2b. (Bonus question) Can I somehow force emojis with the AL-property to split in between pairs?

Yes you can! From the spec:

Use ZWSP as a manual override to provide break opportunities around alphabetic or symbol characters.

ZWSP = ZERO WIDTH SPACE (U+200B or HTML &#8203;).

When looking that one up in the list, we can see that is has ZW set as a value for its Line Breaking Property. The spec mentions that ZW applies the (A) class, thus allowing breaks after it 😊

Manually sprinkle a ZWSP character in between pairs of AL-emoijs to provide break opportunities.

Using CSS you can use word-break: break-all; to allow breaks be inserted between any two characters.

~

3. Why do emojis get text-wrapped, and not hyphenated?

Browsers use a language-based hyphenation dictionary to apply hyphenation. The dictionary to use is defined by the set language on a document or element. From the CSS Text Module Level 3 Spec:

Correct automatic hyphenation requires a hyphenation resource appropriate to the language of the text being broken. The UA is therefore only required to automatically hyphenate text for which the author has declared a language (e.g. via HTML lang) and for which it has an appropriate hyphenation resource.

(*) As seen in the tests it should be noted that firefox follows this guideline quite strictly, as hyphenation only works when explicitly setting the lang attribute to a one of its supported languages (see tests). Chrome and Safari, apparently, are not so strict in this and use a default language. There’s a bug filed for Chrome on this.

There is no hyphenation dictionary for emojis.

Emojis don’t hyphenate because they have no hyphenation-dictionary. For regular text, be sure to set your lang attribute if you want hyphenation to work properly. Also: IE/Edge don’t like my tests, apparently.

~

Now, that was an interesting journey I must say. I now understand why certain things (should) happen. 🙂

Remains – as per usual – a few browser-specific quirks to be answered …
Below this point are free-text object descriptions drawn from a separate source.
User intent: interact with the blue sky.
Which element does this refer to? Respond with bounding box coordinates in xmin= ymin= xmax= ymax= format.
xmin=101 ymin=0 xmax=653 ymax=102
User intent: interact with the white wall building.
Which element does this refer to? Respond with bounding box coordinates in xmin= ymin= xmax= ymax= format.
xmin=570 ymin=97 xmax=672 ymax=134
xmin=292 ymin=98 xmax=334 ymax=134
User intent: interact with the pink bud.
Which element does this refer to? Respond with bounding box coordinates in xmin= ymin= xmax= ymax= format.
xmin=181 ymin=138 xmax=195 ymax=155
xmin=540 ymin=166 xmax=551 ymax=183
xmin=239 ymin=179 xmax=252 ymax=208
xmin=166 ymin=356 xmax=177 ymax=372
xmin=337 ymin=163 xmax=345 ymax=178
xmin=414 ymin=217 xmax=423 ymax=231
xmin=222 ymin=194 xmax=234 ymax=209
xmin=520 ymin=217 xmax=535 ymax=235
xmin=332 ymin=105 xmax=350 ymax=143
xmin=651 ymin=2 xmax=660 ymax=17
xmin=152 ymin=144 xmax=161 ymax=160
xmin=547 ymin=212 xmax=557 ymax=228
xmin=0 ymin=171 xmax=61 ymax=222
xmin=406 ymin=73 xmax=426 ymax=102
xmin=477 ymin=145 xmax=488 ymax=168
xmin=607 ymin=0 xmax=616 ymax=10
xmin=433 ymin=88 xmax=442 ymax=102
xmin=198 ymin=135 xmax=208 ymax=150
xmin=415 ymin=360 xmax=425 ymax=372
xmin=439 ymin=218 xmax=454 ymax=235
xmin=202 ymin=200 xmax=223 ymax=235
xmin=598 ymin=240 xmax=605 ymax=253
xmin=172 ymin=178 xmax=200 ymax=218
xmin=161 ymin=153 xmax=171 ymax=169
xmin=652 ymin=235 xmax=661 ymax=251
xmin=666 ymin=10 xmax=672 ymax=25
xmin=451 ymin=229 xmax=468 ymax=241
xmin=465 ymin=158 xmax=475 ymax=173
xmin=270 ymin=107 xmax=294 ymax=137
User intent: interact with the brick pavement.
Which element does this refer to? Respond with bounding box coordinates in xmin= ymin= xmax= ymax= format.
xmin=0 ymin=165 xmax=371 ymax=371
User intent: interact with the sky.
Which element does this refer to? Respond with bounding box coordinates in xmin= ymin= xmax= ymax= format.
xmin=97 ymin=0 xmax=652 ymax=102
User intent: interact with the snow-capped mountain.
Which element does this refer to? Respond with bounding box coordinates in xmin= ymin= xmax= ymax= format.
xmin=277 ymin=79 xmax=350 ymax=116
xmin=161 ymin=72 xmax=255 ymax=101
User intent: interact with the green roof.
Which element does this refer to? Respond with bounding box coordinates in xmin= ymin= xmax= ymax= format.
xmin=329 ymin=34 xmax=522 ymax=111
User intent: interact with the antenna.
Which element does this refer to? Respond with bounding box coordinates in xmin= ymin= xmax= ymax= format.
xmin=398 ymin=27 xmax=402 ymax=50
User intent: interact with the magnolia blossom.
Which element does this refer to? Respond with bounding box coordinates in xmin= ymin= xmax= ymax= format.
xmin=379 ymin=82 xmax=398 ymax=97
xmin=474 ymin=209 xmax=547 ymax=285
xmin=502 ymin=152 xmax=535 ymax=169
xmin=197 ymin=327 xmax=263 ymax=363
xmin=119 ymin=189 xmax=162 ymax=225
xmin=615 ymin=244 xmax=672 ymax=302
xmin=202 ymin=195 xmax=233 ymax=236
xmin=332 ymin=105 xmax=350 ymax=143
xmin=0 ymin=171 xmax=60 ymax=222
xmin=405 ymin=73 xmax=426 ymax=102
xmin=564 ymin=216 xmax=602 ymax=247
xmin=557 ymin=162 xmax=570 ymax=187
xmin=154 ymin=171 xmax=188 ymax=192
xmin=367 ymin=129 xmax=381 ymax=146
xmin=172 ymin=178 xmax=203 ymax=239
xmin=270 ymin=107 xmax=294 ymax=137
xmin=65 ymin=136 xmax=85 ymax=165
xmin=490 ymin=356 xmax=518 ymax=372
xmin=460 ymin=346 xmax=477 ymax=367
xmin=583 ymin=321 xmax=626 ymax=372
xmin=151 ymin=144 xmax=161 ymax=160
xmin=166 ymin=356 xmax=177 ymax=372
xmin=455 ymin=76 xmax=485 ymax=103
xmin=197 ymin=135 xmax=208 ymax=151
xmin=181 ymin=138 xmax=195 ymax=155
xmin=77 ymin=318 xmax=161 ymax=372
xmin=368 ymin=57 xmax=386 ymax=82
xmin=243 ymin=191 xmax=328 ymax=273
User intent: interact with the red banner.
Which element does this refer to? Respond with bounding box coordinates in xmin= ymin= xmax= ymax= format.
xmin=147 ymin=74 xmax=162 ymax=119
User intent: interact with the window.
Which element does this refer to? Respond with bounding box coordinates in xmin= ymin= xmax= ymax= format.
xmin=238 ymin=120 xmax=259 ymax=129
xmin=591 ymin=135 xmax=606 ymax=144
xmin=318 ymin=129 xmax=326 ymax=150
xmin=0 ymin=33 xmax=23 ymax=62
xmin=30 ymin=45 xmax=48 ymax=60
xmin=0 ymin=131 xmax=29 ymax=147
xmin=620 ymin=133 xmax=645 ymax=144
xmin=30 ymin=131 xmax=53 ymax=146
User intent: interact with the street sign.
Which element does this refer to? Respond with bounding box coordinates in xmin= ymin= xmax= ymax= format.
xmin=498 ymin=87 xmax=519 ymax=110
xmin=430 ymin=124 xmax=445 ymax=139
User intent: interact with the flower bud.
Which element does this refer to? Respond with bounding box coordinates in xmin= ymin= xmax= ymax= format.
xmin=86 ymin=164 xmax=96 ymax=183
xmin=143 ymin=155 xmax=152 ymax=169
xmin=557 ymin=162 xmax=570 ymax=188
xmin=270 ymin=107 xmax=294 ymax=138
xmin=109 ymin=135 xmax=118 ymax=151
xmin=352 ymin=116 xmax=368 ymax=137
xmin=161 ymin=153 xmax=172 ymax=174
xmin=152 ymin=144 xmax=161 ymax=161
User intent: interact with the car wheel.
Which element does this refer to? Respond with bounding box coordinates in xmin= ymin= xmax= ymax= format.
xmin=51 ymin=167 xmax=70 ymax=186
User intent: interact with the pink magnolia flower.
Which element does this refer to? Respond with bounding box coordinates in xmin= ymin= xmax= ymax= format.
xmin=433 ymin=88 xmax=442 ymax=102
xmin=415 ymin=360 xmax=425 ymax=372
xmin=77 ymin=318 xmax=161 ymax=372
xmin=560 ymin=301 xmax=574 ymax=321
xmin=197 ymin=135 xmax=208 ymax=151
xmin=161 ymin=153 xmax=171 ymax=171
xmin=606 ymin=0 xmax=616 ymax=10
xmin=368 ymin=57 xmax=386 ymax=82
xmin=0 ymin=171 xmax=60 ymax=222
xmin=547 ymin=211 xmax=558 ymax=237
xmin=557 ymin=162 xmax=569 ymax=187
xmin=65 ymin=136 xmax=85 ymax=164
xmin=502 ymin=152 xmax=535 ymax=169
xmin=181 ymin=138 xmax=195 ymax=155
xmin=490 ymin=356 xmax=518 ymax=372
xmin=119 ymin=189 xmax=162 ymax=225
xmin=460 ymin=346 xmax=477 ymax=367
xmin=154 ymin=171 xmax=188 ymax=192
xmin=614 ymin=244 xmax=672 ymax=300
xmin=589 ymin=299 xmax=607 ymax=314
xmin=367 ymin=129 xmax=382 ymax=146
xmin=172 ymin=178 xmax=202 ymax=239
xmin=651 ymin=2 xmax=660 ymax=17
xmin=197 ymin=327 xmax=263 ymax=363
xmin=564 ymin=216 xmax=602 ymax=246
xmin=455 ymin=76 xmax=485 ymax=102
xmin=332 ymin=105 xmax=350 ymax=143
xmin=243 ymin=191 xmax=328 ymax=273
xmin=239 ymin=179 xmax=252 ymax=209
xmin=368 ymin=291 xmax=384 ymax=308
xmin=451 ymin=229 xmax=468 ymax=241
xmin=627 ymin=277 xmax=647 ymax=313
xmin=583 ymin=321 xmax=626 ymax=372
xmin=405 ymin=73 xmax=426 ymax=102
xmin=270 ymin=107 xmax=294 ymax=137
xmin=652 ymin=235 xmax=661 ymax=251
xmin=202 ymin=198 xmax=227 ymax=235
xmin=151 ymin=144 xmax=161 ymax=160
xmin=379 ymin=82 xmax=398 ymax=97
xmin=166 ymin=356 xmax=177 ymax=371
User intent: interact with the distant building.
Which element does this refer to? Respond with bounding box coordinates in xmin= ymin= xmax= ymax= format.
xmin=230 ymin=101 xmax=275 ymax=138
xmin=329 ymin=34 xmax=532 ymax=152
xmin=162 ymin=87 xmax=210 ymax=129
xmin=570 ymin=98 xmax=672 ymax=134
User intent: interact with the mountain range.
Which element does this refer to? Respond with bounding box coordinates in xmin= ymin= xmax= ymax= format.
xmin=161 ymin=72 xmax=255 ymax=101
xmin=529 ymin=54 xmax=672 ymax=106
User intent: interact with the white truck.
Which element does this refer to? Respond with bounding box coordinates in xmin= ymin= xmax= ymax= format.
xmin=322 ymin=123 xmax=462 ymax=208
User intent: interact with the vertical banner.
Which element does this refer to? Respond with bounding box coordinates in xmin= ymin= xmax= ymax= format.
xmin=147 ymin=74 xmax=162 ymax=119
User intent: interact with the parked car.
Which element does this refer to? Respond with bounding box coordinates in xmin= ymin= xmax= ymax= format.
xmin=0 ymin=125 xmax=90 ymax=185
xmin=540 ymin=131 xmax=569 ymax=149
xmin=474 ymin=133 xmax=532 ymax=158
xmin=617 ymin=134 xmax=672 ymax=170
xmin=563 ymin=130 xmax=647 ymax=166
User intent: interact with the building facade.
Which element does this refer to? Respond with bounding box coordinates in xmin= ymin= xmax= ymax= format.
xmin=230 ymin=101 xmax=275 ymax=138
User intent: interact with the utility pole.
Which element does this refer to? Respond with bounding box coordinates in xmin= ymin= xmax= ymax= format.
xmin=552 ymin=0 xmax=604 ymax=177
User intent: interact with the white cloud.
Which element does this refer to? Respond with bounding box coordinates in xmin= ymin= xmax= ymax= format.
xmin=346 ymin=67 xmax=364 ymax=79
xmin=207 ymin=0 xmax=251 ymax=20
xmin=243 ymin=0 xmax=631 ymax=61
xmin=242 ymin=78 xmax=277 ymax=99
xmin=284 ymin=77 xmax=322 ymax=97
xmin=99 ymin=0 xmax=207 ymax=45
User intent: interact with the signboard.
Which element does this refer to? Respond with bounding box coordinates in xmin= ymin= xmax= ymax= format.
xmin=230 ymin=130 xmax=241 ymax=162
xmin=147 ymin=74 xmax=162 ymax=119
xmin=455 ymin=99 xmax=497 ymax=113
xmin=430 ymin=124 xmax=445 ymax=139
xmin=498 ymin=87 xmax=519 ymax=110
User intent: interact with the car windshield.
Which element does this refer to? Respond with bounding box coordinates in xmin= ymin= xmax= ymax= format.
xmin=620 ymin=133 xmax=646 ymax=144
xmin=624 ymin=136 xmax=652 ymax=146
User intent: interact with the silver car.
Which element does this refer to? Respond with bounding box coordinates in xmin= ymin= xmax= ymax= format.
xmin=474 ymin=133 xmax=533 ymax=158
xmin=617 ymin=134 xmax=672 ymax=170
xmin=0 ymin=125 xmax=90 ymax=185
  1. Why, in Chrome, is hyphenation not applied on the last string?
    It’s a bug! and has been fixed in Chrome 56 and up. This issue regressed, and is now properly fixed in Chrome 90.
  2. Why, in Firefox, does the container stretch out on the ⚠️-test, whilst other browsers overflow?
    → …
  3. Why, in IE11/Edge, does the 💩-test not wrap, whilst other browsers do?
    → …
  4. Why, in IE11/Edge, does hyphenation not work even though it should? Setting the lang to en-US, or setting the lang on the body or html yield the same result.
    → …
  5. Why, in Chrome and Safari, is hyphenation applied even when the required lang is not set?
    → Bugs for Chrome and Safari have been filed.